ただ、この世界で迎える死が、この世界の僕らの消滅を物語っていた。
夕子は僕が隠れている茂みのすぐそばで、一晩と言う時間をかけて乱暴され、そして死んだ。
僕は彼女がどんなに叫んでいても、自分の安全のことばかりを考えてしまって、外に出ることが出来なかった。
亮介君、助けて、と言う夕子の声が何度も聞こえた。
残念だけど、亮介君は助けに来ませーん、誰も助けに来ませーん、と言うおどけた声がそれに答えていた。

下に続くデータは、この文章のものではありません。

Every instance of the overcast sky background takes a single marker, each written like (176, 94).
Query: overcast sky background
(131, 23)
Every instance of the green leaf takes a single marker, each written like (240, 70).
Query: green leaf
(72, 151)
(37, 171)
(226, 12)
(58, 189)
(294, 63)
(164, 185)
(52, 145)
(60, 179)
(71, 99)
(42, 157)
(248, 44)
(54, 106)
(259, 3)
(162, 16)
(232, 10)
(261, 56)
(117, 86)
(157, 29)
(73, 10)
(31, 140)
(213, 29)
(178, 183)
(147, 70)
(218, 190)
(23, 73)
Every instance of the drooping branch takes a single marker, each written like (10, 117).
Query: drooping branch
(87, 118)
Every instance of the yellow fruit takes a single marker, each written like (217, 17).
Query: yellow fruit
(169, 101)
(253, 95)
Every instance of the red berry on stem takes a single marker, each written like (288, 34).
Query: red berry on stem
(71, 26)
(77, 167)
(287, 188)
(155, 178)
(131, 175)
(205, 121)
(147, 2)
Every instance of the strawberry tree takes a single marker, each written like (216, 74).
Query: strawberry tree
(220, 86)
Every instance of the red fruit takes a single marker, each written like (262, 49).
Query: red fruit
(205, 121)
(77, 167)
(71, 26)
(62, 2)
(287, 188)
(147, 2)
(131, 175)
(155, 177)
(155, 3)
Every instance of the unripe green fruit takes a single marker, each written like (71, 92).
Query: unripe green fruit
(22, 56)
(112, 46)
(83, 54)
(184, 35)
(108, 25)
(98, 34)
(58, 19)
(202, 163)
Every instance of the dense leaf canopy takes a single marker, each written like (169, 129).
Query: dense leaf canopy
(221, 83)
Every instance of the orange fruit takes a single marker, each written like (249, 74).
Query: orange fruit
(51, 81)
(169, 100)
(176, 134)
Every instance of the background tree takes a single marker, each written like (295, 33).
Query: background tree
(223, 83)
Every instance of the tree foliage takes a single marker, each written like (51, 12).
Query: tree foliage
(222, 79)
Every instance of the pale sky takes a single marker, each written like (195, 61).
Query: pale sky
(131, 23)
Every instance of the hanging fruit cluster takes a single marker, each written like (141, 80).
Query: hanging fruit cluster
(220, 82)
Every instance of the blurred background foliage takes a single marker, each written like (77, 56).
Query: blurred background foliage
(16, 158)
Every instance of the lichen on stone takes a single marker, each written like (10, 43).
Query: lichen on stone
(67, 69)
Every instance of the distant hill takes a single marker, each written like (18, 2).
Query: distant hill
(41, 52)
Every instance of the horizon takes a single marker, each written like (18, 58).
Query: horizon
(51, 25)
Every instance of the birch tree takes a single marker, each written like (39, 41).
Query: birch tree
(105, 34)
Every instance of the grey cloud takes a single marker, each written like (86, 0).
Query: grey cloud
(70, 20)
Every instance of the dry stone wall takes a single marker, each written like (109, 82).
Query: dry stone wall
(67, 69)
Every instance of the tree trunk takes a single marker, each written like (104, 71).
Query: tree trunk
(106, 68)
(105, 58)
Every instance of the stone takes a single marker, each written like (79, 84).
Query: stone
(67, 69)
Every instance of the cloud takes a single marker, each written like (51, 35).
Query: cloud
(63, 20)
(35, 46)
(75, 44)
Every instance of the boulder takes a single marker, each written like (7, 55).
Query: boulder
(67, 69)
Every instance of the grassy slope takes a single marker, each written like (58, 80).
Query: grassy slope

それを聞いた僕は、怒りや悲しみよりも、ただただ怖くて仕方が無かった。
夕子がどれだけ泣き叫んでも、許しを乞うても、男達は容赦しない。
僕の中には恐怖だけしかなかった。
自分の身の安全だけをずっと考えて、体を震わせながら、ただ祈るばかりだったのだ。
どうか自分が見つからないようにと。